Laurent Gbagbo, président du Parti des peuples africains – Côte d’Ivoire (PPA-CI), a pris la parole ce 26 février à Mama, son village natal situé près de Gagnoa, lors d’une rencontre publique avec des habitants et des autorités coutumières. L’ancien chef de l’État ivoirien y a dénoncé la situation économique des producteurs de cacao, affirmant que « les planteurs doivent vivre dignement de leur travail ».
La déclaration a été relayée par les canaux officiels du PPA-CI, alors que la campagne principale de commercialisation du cacao est en cours en Côte d’Ivoire.
Un prix bord-champ fixé à 2 800 FCFA le kilo
Le cacao reste la première ressource d’exportation agricole du pays. Pour la campagne 2025-2026, le gouvernement ivoirien a fixé le prix bord-champ à 2 800 FCFA par kilogramme, selon l’annonce du Conseil du Café-Cacao, l’organisme public chargé de la régulation du secteur.

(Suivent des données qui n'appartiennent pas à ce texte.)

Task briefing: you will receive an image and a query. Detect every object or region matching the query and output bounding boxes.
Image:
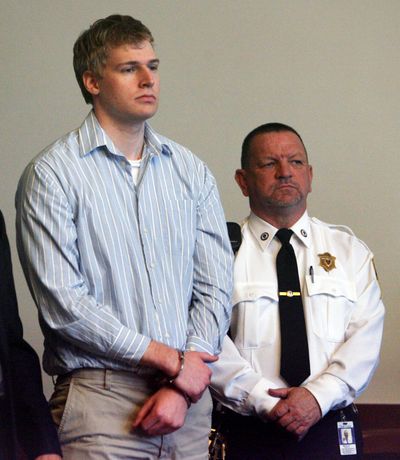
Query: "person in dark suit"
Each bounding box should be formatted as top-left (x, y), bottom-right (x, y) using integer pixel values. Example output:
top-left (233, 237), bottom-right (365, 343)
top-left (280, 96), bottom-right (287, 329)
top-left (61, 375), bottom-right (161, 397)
top-left (0, 211), bottom-right (61, 460)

Ce prix correspond au montant minimum auquel les acheteurs agréés doivent payer les fèves aux producteurs. Il est déterminé avant l’ouverture de la campagne grâce à un système de ventes anticipées d’une partie de la récolte sur le marché international.
Au niveau mondial, les cours sont établis à la tonne. En janvier 2026, la moyenne mensuelle atteignait environ 5 018 dollars la tonne, d’après les données de la Federal Reserve Bank of St. Louis (FRED), soit plus de deux millions de francs CFA la tonne selon le taux de change.
Le différentiel de revenu décent et la production nationale
Depuis 2019, la Côte d’Ivoire et le Ghana appliquent un mécanisme commun appelé différentiel de revenu décent (DRD). Cette prime de 400 dollars par tonne est ajoutée au prix de vente du cacao exporté afin d’améliorer la rémunération des producteurs, sous la supervision du Conseil du Café-Cacao côté ivoirien.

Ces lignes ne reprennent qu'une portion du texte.